The reason why is because this histogram is plotting along the rows instead of along the columns. We can fix this by applying the `transpose` method to the DataFrame, like this:

``plt.hist(iris_data.drop('species',axis=1).transpose())``

This is a good start, but we can significantly improve on the appearance of this graph by adding a title to the graph, titles to its axes, and a legend. I used the following code to all these elements:

``````plt.legend(iris_data.drop('species', axis=1).columns)

plt.title('The frequency of different sepal and petal lengths and widths from the Iris data set.', fontsize=20)

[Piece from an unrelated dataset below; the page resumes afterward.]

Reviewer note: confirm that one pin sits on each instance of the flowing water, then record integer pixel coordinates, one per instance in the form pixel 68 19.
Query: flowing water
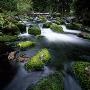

plt.ylabel('Frequency', fontsize=20)

plt.xlabel('Length', fontsize=20)``````

You now have an understanding of the basics of how to create histograms in Python using matplotlib. In the next section, we will learn how to use histograms to assess subcategories of a data set (similar to our discussion of subsets in the scatterplot lesson).

## How To Assess Categorical Data Using Histograms in Python With Matplotlib

First, let's create three new data sets. The data sets will be the `sepalWidth` observation split across the three species in the data set: `setosa`, `versicolor`, and `virginica`.

You can do this with the following code:

``````iris_data = pd.read_json('https://raw.githubusercontent.com/nicholasmccullum/python-visualization/master/iris/iris.json')

setosa_data = iris_data[iris_data['species'] == 'setosa']['sepalWidth']

versicolor_data = iris_data[iris_data['species'] == 'versicolor']['sepalWidth']

virginica_data = iris_data[iris_data['species'] == 'virginica']['sepalWidth']``````

Next, let's plot a histogram of this data using the `hist` method. Instead of passing in one value for `x`, pass in a list whose elements are `setosa_data`, `versicolor_data`, and `virginica_data`, like this:

``plt.hist([setosa_data,versicolor_data,virginica_data])``

As you can see, this chart makes it relatively easy to see trends for `sepalWidth` among each species. This effect becomes even more pronounced if you increase the histogram's bin count, like this:

``plt.hist([setosa_data,versicolor_data,virginica_data], bins = 30)``

As before, the chart becomes much easier to interpret if we add a chart title, axis titles, and a legend.

We can do this with the following code:

``````plt.legend(['Setosa','Versicolor','Virginica'], fontsize=20)

plt.title('Differences in Sepal Width for the 3 flower species in the Iris data set.', fontsize=20)

plt.ylabel('Frequency', fontsize=20)

plt.xlabel('Length', fontsize=20)``````

## Moving On

In this lesson, you learned how to create histograms in Python using matplotlib.